The Labour court has ruled against the Nairobi Hospital in a legal battle over the revision of its employees’ working hours from 40 to 45 per week.
The court said Friday that the move by the hospital which was done without consultation of employees is “unattractive”.
“There must have been a public policy consideration behind the statutory requirement to consult with the employee before revising the prescribed employment particulars,” Justice Stephen Radido said in his ruling.
He added that promotion of social justice in the workplace is recognised by the International Labour Organisation and that social justice in the workplace cannot be realised without dialogue between the tripartite partners.
The ruling comes after the Kenya Medical Practitioners, Pharmacists and Dentists Union (KMPDU) moved to court to stop the revision of working hours of the hosptial’s health workers from 40 a week to 45 per week.
In a signed affidavit, the Nairobi KMPDU branch secretary Thuranira Kaugiria said the facility is adamant that those who fail to comply with the new policy have been told that they may face adverse action including citation, disciplinary action, victimisation and or termination.
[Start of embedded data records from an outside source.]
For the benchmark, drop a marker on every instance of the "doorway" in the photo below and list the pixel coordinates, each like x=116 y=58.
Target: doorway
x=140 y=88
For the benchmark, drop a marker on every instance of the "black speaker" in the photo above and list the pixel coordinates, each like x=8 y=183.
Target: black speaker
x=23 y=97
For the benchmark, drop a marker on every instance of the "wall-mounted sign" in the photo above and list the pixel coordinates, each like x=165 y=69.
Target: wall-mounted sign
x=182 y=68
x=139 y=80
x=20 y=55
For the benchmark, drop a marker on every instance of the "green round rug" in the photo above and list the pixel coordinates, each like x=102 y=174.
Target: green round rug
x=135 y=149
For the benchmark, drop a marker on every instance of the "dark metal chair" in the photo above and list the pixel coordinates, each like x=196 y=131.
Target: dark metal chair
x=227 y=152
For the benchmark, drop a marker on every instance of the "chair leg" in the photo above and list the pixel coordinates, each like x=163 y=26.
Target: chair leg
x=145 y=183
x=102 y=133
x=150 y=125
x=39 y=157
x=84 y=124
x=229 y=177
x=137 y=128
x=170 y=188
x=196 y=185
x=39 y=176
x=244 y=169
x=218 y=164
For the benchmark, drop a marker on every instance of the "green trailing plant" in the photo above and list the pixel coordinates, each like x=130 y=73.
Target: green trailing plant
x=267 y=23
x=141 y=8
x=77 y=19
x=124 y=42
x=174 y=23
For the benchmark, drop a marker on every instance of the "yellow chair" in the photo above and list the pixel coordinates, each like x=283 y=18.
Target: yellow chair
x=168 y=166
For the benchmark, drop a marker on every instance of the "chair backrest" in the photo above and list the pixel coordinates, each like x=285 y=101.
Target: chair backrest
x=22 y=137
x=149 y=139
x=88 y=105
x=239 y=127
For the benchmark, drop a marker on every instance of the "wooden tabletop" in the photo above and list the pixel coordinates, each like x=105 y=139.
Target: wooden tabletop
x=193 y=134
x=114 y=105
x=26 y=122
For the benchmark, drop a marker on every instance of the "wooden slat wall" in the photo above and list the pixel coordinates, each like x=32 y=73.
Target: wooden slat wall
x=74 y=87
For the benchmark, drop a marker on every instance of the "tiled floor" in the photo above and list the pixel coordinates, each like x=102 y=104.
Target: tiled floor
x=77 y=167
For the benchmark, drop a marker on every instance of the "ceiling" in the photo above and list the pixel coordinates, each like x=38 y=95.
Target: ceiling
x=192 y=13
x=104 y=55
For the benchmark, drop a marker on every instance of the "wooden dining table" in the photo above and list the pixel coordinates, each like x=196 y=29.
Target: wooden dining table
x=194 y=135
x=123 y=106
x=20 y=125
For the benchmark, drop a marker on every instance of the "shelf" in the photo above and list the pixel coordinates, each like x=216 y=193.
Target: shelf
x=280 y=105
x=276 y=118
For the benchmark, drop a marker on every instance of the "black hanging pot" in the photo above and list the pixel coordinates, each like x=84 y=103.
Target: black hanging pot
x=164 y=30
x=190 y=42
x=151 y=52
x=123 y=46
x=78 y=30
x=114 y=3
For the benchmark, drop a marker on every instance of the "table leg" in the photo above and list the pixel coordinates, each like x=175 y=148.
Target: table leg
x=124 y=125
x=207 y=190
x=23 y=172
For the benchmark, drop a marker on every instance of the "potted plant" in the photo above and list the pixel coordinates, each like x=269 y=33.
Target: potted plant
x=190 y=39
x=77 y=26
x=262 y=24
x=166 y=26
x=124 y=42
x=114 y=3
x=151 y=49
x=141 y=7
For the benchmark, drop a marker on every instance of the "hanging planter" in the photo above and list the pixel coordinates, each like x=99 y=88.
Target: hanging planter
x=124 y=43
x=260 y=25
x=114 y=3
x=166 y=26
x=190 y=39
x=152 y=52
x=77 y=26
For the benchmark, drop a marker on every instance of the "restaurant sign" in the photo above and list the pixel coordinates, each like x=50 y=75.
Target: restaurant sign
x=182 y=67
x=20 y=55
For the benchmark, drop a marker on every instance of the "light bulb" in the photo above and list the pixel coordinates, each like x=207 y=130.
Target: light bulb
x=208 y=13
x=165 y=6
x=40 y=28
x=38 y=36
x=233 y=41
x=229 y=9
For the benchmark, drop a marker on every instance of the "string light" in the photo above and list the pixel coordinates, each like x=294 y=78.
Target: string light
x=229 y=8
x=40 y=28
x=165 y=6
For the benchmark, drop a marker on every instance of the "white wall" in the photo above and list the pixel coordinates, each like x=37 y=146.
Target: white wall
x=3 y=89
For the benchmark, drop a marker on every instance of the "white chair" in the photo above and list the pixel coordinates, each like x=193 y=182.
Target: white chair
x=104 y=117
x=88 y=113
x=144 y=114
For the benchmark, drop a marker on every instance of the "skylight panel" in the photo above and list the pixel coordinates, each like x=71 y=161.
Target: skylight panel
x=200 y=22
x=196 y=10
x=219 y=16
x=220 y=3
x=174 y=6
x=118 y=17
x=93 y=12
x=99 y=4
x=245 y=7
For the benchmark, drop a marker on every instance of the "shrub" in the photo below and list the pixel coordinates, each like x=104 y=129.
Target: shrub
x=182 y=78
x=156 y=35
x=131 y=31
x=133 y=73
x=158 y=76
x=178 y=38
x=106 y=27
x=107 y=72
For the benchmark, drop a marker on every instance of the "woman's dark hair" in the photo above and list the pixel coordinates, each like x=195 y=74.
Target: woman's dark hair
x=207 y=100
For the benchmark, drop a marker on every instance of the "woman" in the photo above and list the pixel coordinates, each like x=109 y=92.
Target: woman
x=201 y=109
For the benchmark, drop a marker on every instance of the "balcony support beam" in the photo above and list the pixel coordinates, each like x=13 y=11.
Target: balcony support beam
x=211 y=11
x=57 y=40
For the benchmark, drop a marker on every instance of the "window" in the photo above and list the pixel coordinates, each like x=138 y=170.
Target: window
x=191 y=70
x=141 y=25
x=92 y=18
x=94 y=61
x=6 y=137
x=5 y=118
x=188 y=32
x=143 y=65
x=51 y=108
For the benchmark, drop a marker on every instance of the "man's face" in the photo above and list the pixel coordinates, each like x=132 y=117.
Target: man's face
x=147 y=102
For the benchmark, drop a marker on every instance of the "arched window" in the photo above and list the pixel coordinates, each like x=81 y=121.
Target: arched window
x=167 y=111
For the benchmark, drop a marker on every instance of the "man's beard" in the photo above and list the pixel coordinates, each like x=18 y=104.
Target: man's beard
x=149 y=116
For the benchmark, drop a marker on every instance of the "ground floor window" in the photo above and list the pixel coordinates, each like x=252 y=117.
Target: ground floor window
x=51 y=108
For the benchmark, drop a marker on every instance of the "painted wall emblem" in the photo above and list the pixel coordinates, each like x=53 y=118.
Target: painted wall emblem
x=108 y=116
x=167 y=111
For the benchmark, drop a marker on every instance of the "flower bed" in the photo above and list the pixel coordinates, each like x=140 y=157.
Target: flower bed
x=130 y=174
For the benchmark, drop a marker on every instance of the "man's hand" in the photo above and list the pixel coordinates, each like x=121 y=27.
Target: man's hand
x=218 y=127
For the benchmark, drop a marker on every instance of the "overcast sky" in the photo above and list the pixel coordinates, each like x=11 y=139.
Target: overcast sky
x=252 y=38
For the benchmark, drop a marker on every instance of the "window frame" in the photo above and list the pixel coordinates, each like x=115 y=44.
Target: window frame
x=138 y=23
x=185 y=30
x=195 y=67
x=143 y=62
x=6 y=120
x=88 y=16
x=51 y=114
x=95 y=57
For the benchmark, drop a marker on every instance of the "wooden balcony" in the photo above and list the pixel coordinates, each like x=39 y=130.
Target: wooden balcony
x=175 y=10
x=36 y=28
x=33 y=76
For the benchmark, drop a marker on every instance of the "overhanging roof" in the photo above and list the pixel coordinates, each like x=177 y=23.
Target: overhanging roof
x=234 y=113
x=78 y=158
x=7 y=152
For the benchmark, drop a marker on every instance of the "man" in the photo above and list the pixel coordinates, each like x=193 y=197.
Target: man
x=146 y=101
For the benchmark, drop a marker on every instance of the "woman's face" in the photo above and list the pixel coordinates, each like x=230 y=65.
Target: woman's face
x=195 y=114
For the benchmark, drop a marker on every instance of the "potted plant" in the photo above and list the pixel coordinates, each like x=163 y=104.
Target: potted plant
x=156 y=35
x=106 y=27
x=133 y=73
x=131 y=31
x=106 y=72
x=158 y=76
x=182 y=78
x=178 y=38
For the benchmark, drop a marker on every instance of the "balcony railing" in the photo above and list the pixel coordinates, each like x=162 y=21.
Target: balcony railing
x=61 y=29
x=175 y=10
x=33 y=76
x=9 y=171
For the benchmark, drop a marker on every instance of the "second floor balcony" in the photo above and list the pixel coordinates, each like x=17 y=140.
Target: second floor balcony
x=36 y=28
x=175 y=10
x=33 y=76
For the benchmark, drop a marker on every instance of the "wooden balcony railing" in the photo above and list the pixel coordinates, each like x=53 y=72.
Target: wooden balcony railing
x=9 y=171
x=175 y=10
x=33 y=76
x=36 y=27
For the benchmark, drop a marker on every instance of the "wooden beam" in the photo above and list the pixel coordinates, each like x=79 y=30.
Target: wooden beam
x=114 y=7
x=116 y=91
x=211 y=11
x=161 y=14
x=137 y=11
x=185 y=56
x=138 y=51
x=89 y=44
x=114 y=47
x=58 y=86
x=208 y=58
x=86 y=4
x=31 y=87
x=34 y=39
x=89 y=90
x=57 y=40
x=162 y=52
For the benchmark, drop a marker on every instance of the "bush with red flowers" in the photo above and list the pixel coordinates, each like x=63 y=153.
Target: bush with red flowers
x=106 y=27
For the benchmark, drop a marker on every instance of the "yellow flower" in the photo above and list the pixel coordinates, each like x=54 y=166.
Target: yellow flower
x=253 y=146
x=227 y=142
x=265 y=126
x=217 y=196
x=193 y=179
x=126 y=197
Nairobi Hospital had sent a memo to its staff informing them that due to the nature of the hospital’s operations as a 24-hour essential services provider all employees are required to work 45 hours a week, or 180 hours per month and be flexible depending on the required work arrangement and business exigencies.
“In this regard and for the mutual benefit of our patients, the Hospital, staff, and all stakeholders, all employees who signed a contract of employment to work 40 hours’ week will be required to sign an addendum to the employment contract to this effect,” the hospital told the staff.
Speaking to the Nation Dr Kaugiria said that employers must regularly consult with their employees before rushing into making decisions that directly affect them.
“Justice Radido has set precedence in employer employee relationship. We are looking forward to further engagements with the Nairobi Hospital. This should be a warning to The Mater Hospital that has unilaterally amended doctor’s contracts before engaging them. We(KMPDU) will do anything possible to improve the welfare of our members,” he said.
This ruling is likely to set standard for the already ailing private hospitals in the country which have pushed into near financial ruin forcing many to ask medics to take a pay cut or extend their hours without extra pay.
The growing costs and shrinking revenues are now forcing hospitals to ask their employees to take a pay cut even as the coronavirus cases continue to surge.
The Aga Khan University Hospital, MP Shah Hospital have already communicated with their staff their intention to cut their salaries.
Mater Hospital also recently announced pay cuts from June to September.